ジョージア EU非公式会合に招待されず 候補国不参加の背景に注目
EU政策協議から外れたジョージアの現状
欧州連合(EU)加盟国外相による非公式会合「ギムニヒ会合」が5月7-8日にワルシャワで開催されましたが、2023年にEU加盟候補国となったジョージア(グルジア)は招待を受けませんでした。安全保障や戦略課題を議論するこの会合には通常、候補国が参加しますが、EU当局はジョージア政府の政策転換を不参加の理由としています。
EU側の見解
EU代表部のマルタ・コシ副委員長はSNSで「平和と自由を守るためEUと候補国は協働すべきだ」と述べましたが、ジョージアの暫定不在を暗示しました。在ジョージアEU大使パヴェル・ヘルチンスキー(Pavel Herchynski)は、同国が候補国資格取得後「民主化プロセスが後退し、むしろEU離れが加速している」と厳しく指摘。「法改正や政策決定がEU加盟を遠ざけている」との見解を示しました。
政府与党の反発と「二重基準」批判
与党「ジョージアの夢(Georgian Dream)」のイラクリ・コバヒゼ(Irakli Kobakhidze)首相は「EUが不公平な対応をしている」と反論。欧州官僚が「ディープ・ステート(国家の裏で影響力を持つとされる勢力)の指示で行動している」と発言し、国際社会の批判を牽制しました。
人物を巡る対立
議会議長シャルヴァ・パプアシヴィリ(Shalva Papuashvili)はポーランド政府を「ミヘイル・サアカシュヴィリ(Mikheil Saakashvili)元大統領寄りの姿勢」と非難。EU加盟候補国としての手続きより「個人的な関係を優先している」と批判しました。

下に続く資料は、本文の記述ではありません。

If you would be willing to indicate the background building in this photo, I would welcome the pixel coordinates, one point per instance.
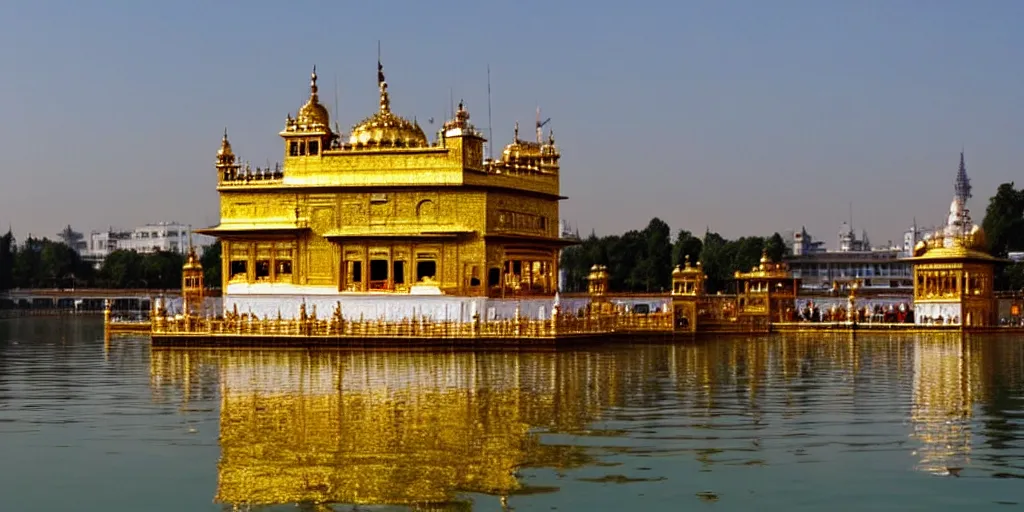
(170, 237)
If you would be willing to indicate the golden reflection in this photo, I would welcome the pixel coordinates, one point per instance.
(414, 428)
(946, 373)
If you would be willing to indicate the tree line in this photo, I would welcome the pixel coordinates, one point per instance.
(1004, 225)
(54, 264)
(642, 260)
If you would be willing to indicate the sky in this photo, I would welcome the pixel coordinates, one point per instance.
(741, 117)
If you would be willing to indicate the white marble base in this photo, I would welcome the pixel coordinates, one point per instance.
(396, 307)
(951, 313)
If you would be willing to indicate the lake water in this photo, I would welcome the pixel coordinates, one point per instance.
(889, 422)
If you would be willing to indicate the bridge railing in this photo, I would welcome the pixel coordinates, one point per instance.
(512, 328)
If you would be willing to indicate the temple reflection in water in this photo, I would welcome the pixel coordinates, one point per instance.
(427, 429)
(414, 429)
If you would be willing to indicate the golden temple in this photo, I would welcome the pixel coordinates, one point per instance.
(385, 211)
(395, 239)
(952, 271)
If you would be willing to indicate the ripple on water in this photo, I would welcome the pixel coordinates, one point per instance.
(744, 422)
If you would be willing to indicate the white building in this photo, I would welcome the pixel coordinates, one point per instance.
(170, 237)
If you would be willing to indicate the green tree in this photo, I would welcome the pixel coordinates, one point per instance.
(747, 253)
(122, 269)
(211, 264)
(71, 238)
(653, 269)
(686, 245)
(1014, 275)
(28, 263)
(59, 266)
(716, 258)
(162, 269)
(7, 261)
(1004, 221)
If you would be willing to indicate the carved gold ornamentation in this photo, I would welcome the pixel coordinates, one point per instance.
(389, 186)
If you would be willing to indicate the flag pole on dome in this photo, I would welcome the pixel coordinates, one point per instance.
(380, 67)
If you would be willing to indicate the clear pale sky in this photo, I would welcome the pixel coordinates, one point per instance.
(748, 117)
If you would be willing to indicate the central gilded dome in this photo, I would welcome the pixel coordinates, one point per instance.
(385, 129)
(313, 115)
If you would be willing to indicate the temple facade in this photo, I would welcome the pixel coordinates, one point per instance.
(952, 271)
(388, 223)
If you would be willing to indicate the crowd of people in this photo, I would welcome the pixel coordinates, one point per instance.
(889, 313)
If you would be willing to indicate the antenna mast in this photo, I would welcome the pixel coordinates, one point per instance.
(491, 136)
(335, 97)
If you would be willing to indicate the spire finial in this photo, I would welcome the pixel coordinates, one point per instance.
(312, 83)
(963, 183)
(381, 83)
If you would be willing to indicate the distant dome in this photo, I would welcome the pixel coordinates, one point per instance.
(312, 114)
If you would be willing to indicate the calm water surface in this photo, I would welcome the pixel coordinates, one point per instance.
(782, 423)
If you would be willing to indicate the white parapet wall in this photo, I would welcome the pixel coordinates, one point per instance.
(927, 312)
(267, 300)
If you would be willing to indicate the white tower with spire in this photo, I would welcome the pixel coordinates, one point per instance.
(958, 222)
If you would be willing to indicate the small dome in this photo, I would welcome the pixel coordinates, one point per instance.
(312, 115)
(193, 261)
(225, 146)
(385, 129)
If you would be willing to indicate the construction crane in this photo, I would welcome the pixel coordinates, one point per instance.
(540, 125)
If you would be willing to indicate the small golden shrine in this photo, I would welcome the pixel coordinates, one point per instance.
(193, 288)
(687, 291)
(766, 294)
(597, 288)
(952, 271)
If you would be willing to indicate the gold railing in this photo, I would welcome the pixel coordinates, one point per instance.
(522, 328)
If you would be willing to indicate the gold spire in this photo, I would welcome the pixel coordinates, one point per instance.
(385, 100)
(225, 157)
(384, 129)
(313, 115)
(225, 146)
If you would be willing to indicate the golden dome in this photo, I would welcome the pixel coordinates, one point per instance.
(385, 129)
(225, 146)
(313, 115)
(193, 261)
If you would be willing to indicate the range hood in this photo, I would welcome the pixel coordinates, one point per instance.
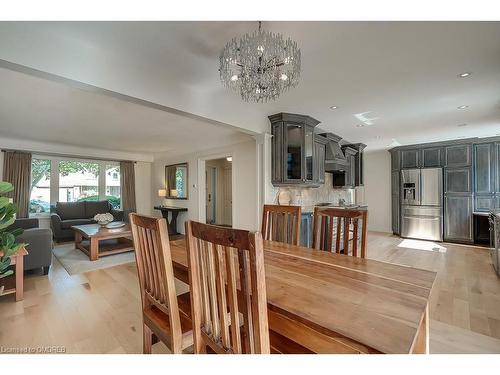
(335, 159)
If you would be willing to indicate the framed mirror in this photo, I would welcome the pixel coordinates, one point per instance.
(176, 181)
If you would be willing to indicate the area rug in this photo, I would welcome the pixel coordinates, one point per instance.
(74, 261)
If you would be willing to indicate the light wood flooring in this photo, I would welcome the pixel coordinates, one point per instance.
(99, 311)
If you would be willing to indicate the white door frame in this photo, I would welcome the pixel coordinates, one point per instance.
(202, 213)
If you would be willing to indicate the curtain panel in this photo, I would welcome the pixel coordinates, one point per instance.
(127, 186)
(17, 171)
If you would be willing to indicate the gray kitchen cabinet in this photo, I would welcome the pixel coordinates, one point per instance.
(497, 168)
(458, 155)
(395, 160)
(306, 229)
(350, 173)
(358, 163)
(294, 158)
(457, 180)
(395, 194)
(484, 202)
(432, 157)
(410, 158)
(277, 153)
(484, 168)
(458, 218)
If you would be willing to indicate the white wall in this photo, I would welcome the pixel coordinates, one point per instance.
(377, 192)
(245, 184)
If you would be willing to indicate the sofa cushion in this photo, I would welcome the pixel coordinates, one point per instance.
(70, 210)
(94, 208)
(67, 224)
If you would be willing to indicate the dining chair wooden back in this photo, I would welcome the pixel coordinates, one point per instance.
(330, 223)
(228, 290)
(160, 304)
(281, 223)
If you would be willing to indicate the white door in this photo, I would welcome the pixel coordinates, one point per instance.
(228, 197)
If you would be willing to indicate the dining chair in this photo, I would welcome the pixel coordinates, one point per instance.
(166, 316)
(330, 223)
(281, 223)
(228, 290)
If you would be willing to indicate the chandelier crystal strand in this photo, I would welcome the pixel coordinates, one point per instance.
(260, 66)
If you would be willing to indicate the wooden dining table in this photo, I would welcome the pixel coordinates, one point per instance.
(332, 303)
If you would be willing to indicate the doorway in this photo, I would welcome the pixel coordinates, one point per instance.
(218, 191)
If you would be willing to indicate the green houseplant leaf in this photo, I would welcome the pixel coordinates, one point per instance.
(8, 245)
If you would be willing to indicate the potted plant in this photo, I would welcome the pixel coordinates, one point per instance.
(8, 245)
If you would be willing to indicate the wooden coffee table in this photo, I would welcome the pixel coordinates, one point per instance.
(96, 241)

外務大臣マカ・ボチョリシヴィリ(Maia Bitсhritсhvili)は「EU加盟が国民の選択であり、現政権がその意思を体現している」と主張しています。
民主化後退に懸念
ドイツのペーター・フィッシャー(Peter Fischer)大使は「EUが2023年6月にジョージア政府との高官協議を停止した事実」を指摘。政権が「表現の自由や司法独立を脅かす政策」を推進している現状を懸念材料として挙げました。欧州評議会や人権団体からも、メディア規制強化や反政府デモ弾圧に関する懸念が相次いでいます。
ジョージア政府とEUの溝が深まる中、2024年10月の総選挙を前に欧州統合を巡る国内論争が激化しています。日本との関係では、黒海経済協力機構(BSEC)を通じた協力や、2023年の二国間貿易額が前年比18%増加(72億円相当)するなど経済面での結びつきが注目されます。